Так же, только перед самым обрывом в канаву, остановился и «Запорожец» швагра, на котором я с шиком подвозил маму с поля, где мы выбирали картофель. Как оказалось, машина была с испорченным рулевым управлением — поворачивала только в одну сторону. А я не знал... Еще и теперь ходят байки в нашей родне, как швагер спрашивает сына после его сообщения, что дядька Микола чуть не сиганул с машиной в канаву: «Что, и номер погнул?» «Погнул, все погнул», — отвечает мой племянник...

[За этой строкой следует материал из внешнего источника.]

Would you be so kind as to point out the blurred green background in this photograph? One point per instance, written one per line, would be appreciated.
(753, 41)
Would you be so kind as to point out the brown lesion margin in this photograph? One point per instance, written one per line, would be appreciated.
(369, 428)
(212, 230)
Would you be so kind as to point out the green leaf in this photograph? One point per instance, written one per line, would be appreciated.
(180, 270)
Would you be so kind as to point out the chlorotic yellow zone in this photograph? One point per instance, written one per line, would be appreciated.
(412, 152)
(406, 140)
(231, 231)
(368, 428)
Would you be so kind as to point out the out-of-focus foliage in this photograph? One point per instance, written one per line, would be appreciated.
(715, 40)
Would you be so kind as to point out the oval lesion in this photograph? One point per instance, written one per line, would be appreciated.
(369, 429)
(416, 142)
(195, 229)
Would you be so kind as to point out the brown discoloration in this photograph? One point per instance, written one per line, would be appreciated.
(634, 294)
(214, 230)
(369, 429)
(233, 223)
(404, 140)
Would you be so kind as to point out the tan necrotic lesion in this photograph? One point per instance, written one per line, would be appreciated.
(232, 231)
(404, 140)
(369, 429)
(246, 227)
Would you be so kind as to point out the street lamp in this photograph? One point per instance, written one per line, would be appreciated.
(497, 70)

Больше я за руль не садился.


Сейчас припоминаю то время с улыбкой. А про что думалось тогда, когда в неполных 18 возил в кузове шефов на своей практически бестормозной машине и мог наломать дров? Это потом уже, когда поступал в львовское военно–политическое училище, мне сказали, что и комиссию я будто не прошел из–за своей «вестибулярки». «А вам нельзя водить машину!» — «Как нельзя? Я же год шофером работал!..»


Отжила свой век баденевская школа, где я окончил два класса и о которой когда–то писал такие строки:


...А школка родная старая,

не дачакаўшыся дзяцей,

на ўзгорку цiха памiрае...


И сколько дворов теперь в Баденях? Жилых, к сожалению, осталось только двенадцать.

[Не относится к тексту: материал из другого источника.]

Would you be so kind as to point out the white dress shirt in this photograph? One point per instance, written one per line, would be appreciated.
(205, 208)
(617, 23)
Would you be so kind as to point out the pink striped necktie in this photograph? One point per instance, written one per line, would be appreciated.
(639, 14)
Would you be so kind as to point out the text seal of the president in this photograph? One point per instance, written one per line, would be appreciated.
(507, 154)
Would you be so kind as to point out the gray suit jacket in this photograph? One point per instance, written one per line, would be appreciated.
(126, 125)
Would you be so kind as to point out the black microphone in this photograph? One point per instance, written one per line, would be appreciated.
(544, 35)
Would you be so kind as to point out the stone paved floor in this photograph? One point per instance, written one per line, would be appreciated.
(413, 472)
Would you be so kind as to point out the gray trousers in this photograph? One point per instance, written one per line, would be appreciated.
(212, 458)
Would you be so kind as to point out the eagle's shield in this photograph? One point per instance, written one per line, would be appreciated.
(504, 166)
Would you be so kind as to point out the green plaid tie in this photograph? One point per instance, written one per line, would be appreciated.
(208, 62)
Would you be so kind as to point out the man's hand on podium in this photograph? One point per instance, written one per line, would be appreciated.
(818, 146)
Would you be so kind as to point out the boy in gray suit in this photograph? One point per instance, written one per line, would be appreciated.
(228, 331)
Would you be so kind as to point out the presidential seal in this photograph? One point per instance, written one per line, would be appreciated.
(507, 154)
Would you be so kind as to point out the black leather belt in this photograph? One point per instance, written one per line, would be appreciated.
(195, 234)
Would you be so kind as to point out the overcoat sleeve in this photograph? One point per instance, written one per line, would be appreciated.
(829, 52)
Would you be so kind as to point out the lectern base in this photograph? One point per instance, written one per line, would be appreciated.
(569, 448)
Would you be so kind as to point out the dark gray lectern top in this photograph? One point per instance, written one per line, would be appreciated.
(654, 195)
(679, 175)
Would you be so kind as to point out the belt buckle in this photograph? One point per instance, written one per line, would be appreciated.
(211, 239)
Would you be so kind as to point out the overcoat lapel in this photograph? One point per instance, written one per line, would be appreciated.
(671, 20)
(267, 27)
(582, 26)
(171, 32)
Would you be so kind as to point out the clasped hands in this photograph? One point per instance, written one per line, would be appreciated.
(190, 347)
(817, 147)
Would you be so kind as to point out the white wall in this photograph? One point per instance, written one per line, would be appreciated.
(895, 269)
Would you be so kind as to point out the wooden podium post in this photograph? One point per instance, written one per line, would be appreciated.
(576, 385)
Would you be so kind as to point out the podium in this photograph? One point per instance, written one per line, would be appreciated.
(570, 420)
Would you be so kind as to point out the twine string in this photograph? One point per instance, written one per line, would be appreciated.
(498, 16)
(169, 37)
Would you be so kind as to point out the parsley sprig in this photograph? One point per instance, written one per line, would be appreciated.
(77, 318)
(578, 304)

Мои пути–дороги не такие, видно, разнообразные, как у многих моих коллег, которые видели (и не только видели) море и океан, горы и пустыни, Париж и Лондон, Стамбул и Токио. Мои пути–дороги были направлены в родные места, в мою маленькую деревеньку Бадени, где я отдыхаю в летнюю жару в тени высокой груши–дички, а росным утром или остывшим от солнца вечером люблю пройтись с косой и оставить немало покосов на лугу у родительского дома. Лучший отдых там, где душа не страдает от шума, беготни, возни–суеты.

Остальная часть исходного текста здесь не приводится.